Next, the Reduce process performed by the slave server 30 will be described. FIG. 10 is a diagram for explaining the Reduce process. As illustrated in FIG. 10, each of the slave servers 30 performs a Reduce process by using a Shuffle result generated from a result of the Map process performed by each of the slave servers. Specifically, similarly to the explanation of the Shuffle process, it is assumed that a Reduce process task on “Apple” and “Hello” is assigned to the slave server (D) and a Reduce process task on “is” and “red” is assigned to the slave server (Z).

In this example, the slave server (D) cumulates values from “Apple, [1,2]” and “Hello, [3,4,1000]”, which are results of the Shuffle process, and generates “Apple, 3” and “Hello, 1007” as a result of the Reduce process. Similarly, the slave server (Z) cumulates values from “is, [3,1002]” and “red, [5]”, which are results of the Shuffle process, and generates “is, 1005” and “red, 5” as a result of the Reduce process.

Example of Change in Assignment

FIG. 11 is a diagram for explaining change in assignment of the Reduce process. In the example in FIG. 11, a Map process and a Reduce process related to a job with “Job001” will be described as one example; however, it is assumed that Map processes of other jobs or the like are also performed. Incidentally, it is assumed here that Node1 to Node4 are slave serves with low specifications.

As illustrated in the left side in FIG. 11, as for the Map process tasks, the master server 10 assigns “Map000” to Node1, “Map001” to Node2, “Map002” to Node3, and “Map003” to Node4 by using a hash function. Similarly, as for the Reduce process tasks, the master server 10 assigns “Reduce001” to Node2 and “Reduce002” to Node2 by using a hash function.

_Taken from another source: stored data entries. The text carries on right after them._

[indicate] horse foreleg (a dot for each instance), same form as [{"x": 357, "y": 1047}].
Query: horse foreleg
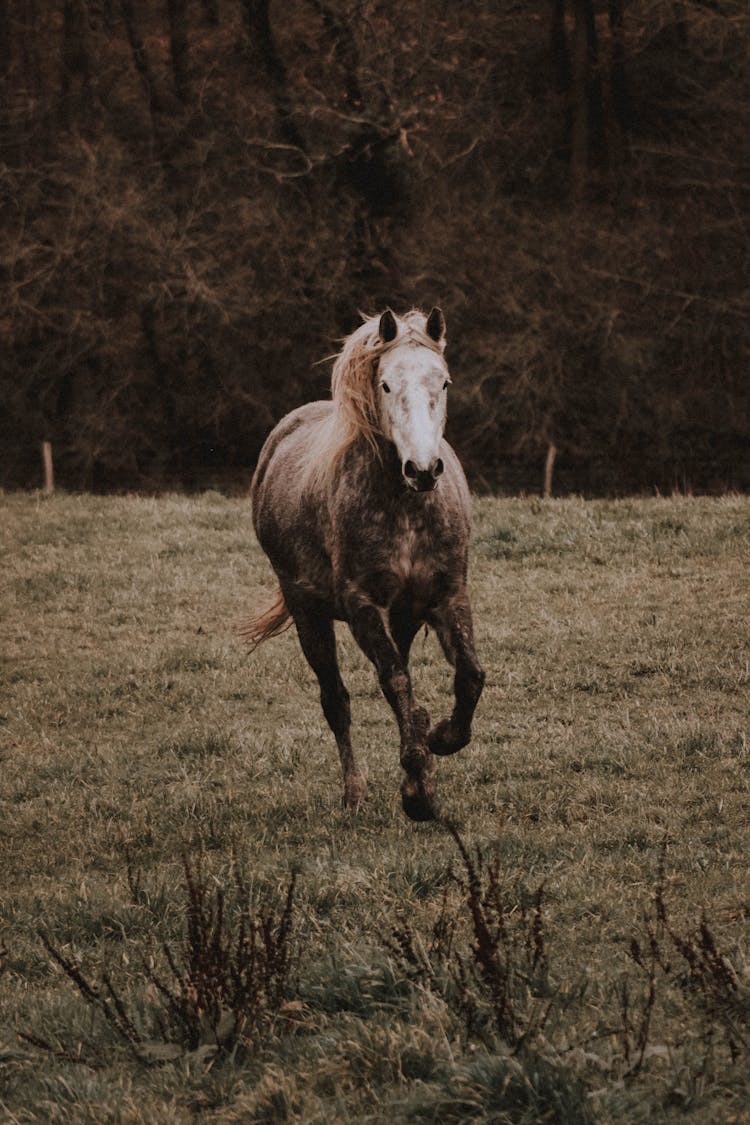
[
  {"x": 454, "y": 630},
  {"x": 318, "y": 642},
  {"x": 372, "y": 635}
]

In this state, if the processes from “Map000” to “Map003” of the job of Job001 are completed while Map processes of jobs other than the job of Job001 are being performed, the master server 10 acquires an amount of processing data of each Map process task. At this time, the master server 10 detects that the amount of processing data of “Map001” is “2000 GB” that exceeds a threshold (1000 GB), and the amount of processing data of “Map003” is “3000 GB” that exceeds the threshold (1000 GB). Therefore, the master server 10 determines that the Reduce processes corresponding to the job of Job001 are reallocation targets.

Accordingly, the master server 10 specifies Node10 and Node11 as servers with the assignment states of “Not assigned” and with high specifications by referring to the cluster profile DB 12c. Then, as illustrated in the right side in FIG. 11, the master server 10 assigns the Reduce process of “Reduce001” corresponding to the job of Job001 to Node11 and assigns “Reduce002” to Node10.

Namely, the master server 10 changes the slave server 30 that performs “Reduce001” from Node2 assigned by the hash function to Node11. Similarly, the master server 10 changes the slave server 30 that performs “Reduce002” from Node4 assigned by the hash function to Node10. In this manner, the master server 10 reassigns the Reduce process task with a large amount of processing.

Process by Master Server

FIG. 12 is a flowchart illustrating the flow of a process performed by the master server according to the second embodiment. As illustrated in FIG. 12, the Map assigning unit 14 of the master server 10, upon input of a job (YES at S101), receives the number of empty slots from each of the slave servers (S102).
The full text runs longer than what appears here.